Oxydation prématurée

Un article de Wikipédia, l'encyclopédie libre.
Aller à : navigation, rechercher


L'oxydation prématurée est un vieillissement prématuré et non voulu affectant les vins, généralement blancs, arrivés à maturité[1],[2]. Ainsi, des millésimes proche de leur optimum peuvent se trouver imbuvables. L'oxydation prématurée touche principalement les Bourgogne blancs de la fin des années 1990[2],[3],[4], en particulier les millésimes des années 1995[2], 1996, 1997 et 1998[5], et 2002. On observe également des cas d'oxydation prématurée sur des vins d'Australie, d'Alsace, d'Allemagne et de Bordeaux.

Le phénomène, bien que boudé par la presse française, fait l'objet de sites Internet entièrement dédiés à ce sujet[2].

Sources du phénomène[modifier | modifier le code]

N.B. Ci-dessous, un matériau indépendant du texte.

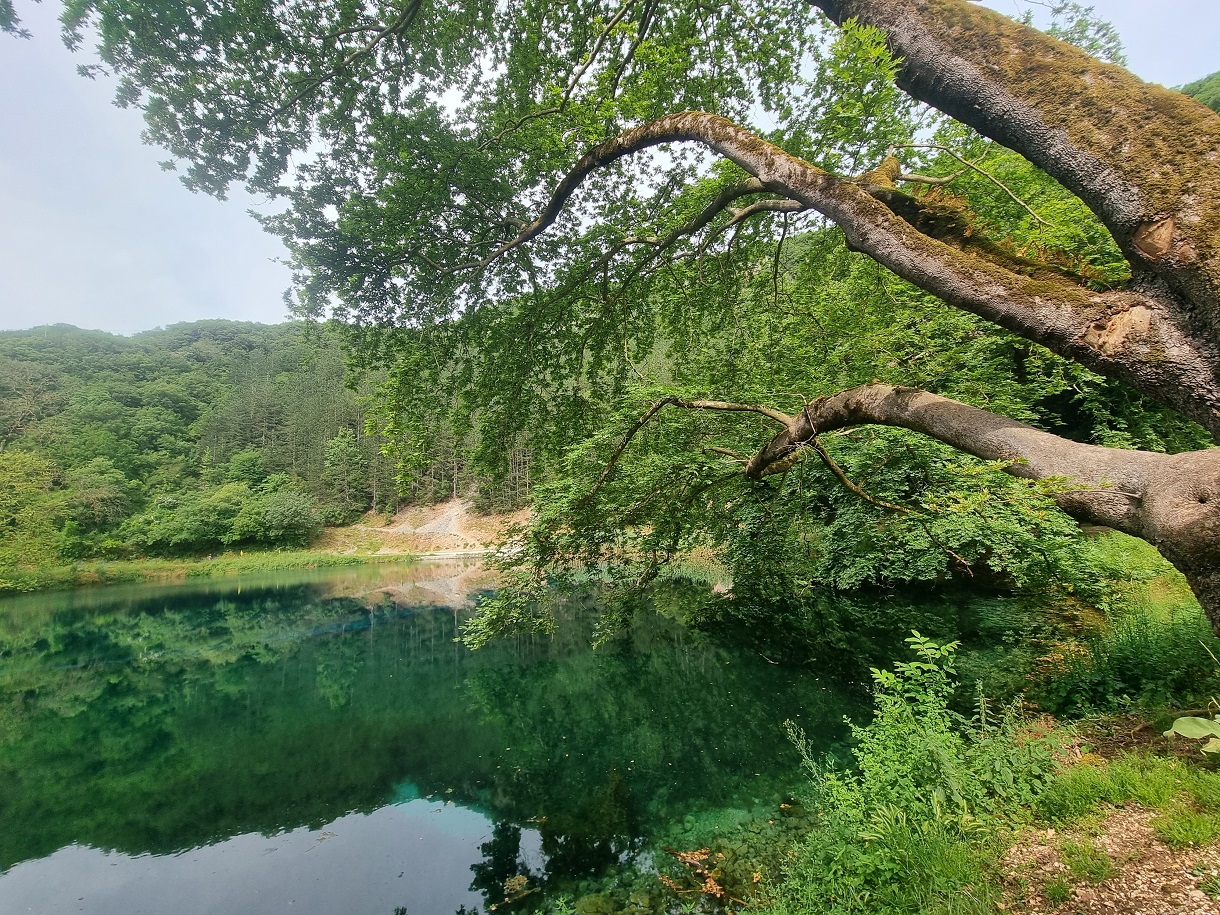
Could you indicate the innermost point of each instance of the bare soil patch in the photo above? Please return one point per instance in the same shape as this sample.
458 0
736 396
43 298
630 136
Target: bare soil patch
449 528
1148 877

Les explications scientifiques du phénomène sont aujourd'hui incertaines et diverses. Découverte au milieu des années 1990, l'oxydation prématurée, sous-estimée à ses débuts, n'a été clairement établie qu'à partir de 2003[2]. Plusieurs théories s'affrontent : selon le producteur français Étienne de Montille, l'oxydation prématurée s'expliquerait tant par la fragilisation des vins, avec notamment le manque de soufre (SO2), de bourbes et l'utilisation de bouchons pouvant se révéler défectueux, que par l'augmentation des agressions qu'il subit, faisant référence au bâtonnage en barrique excessif[2]. Le « Master of Wine » britannique Clive Coates considère également que le problème est à chercher du côté de certains bouchons de mauvaise qualité, tandis que Pierre-Antoine Rovani, du The Wine Advocate, pense que les bouchons ne sont aucunement le problème[4]. Allen Meadows, critique de vin américain, même s'il admet que les bouchons peuvent être une partie de l'explication, émet également l'hypothèse que le niveau généralement bas de dioxyde de soufre constaté peut exacerber le problème[4].

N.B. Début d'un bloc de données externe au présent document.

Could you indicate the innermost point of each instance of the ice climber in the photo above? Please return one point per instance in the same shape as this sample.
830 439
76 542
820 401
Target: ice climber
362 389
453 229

Certains pointent du doigt l'évolution des pratiques relatives à la vinification : Certains spécialistes pensent que l'utilisation généralisée du pressurage pneumatique serait l'une des causes du problème[2]. Pour d'autres, c'est l'augmentation des rendements qui est en cause. Comparant le regain de qualité de certains vins rouges suite à des politiques de baisse de rendement[2], ils considèrent que les rendements actuels, auxquels peuvent s'ajouter des techniques de vinification approximatives ou des bouchons peu hermétiques, peuvent rendre les vins plus fragiles, et faire démarrer l'oxydation[2].

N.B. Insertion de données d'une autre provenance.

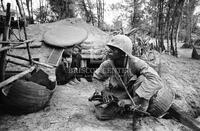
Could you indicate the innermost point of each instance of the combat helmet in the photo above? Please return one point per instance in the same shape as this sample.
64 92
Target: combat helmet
121 42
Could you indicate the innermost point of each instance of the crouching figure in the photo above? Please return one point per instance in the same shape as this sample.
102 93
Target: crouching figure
131 82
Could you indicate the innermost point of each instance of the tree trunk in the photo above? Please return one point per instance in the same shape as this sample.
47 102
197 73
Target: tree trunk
2 6
32 21
28 9
188 28
19 7
160 25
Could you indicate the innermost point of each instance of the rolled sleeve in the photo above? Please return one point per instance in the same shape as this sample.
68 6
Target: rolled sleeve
104 71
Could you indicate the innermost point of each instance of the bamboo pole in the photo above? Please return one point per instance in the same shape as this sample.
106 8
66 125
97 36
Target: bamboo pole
42 64
8 47
19 57
17 63
16 77
5 38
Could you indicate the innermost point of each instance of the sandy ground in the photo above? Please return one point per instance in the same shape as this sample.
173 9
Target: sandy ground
70 110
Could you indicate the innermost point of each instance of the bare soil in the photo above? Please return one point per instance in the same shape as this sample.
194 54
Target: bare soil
70 110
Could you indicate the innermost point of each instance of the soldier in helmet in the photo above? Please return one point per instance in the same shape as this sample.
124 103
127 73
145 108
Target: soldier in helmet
143 82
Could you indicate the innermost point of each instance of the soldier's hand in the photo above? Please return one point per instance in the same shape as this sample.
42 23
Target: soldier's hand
124 102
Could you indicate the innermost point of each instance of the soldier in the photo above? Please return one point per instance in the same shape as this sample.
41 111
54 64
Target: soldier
143 82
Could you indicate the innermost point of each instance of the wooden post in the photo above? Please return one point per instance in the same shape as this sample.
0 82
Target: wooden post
16 77
5 38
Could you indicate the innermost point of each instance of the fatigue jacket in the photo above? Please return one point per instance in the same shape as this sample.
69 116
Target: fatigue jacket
148 81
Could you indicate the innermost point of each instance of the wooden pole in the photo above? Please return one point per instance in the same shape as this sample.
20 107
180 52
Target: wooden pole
16 77
5 38
42 64
5 48
18 57
16 63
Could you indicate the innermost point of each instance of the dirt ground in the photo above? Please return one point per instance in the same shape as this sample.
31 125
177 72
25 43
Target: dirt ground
70 110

Notes et références[modifier | modifier le code]

  1. Denis Saverot, « Oxydation des bourgognes blancs », La Revue du vin de France,‎ 25 janvier 2010 (lire en ligne)
  2. a, b, c, d, e, f, g, h et i Bernard Burtschy, « Le Drame des grands Bourgognes blancs », Le Figaro,‎ 4 mars 2010
  3. (en) Mike Steinberger, « The Murderer in the Wine Cellar », Slate,‎ 6 juillet 2005 (lire en ligne)
  4. a, b et c (en) Don Rockwell, « Uncorked: Fool's Gold (Oxidized White Burgundies) », Washingtonian,‎ 1er février 2006 (lire en ligne)
  5. (en) Oliver Styles, « Cork to blame for premature Burgundy oxidation says Coates », Decanter magazine,‎ 21 février 2007 (lire en ligne)

Sources[modifier | modifier le code]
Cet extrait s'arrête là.